Hacker News new | ask | show | jobs
by mirekrusin 848 days ago
There are many dimensions where improvements are happening - speed increase, size reduction, precision, context length, using external computation (function calling), using formal systems, hybrid setups, multi-modality etc. If you look at short history of what's happening - we're not seeing below 50% improvements over those relatively short periods of time. We had gpt1 just five and a half years ago. We now have open weight models orders of magnitude better. We know we're feeding models with tons of redundancy and low quality inputs, we know synthetic data can improve and lower training cost dramatically. We know we're not near anything optimal. We'll see orders of magnitude size reductions in coming years etc. Humans don't represent any kind of intelligence ceiling - it can be surpassed and if it can be surpassed and we know humans alone produce well above 50% improvements - it will get better and getting better.

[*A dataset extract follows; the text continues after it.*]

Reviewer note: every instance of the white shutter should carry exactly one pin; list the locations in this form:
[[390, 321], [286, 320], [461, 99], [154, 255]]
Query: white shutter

Saying that models will get attracted to bullshit local maximum is similar fallacy to saying that wikipedia will be full of rubbish when it was created. Forces are set up in a way that creates improvements that accumulate, humans don't represent any ceiling and unlike humans models have near zero replication cost, especially time wise.

1 comments

Sure, but it seems that with a fixed amount of hardware or operations there is some sort of efficient frontier across all the axes (speed, generalization, capacity, whatever), so there should logically be a point with diminishing returns and a maximum performance.

Like there is only so much you can do with a single punch card.

Yes, there are physical limits but they are so far off from human pov that they don't matter much.

For example information communication rate that humans can perform (read or write) compared to what computers can do.

Same with information storage, retrieval, precision, computation rate etc.

Sure computes have lots of transistors, but brains have 10s of billions of neurons and only use 12W of power.
If it's smarter than us it's pretty irrelevant whether it takes 12W or 5KW or even 1TW to run. Sure it may stop improving once it's far surpassed Von Neumann-level (at some point nobody knows) due to some physics or unknown information constraints but I don't think that has any practical bearing on much.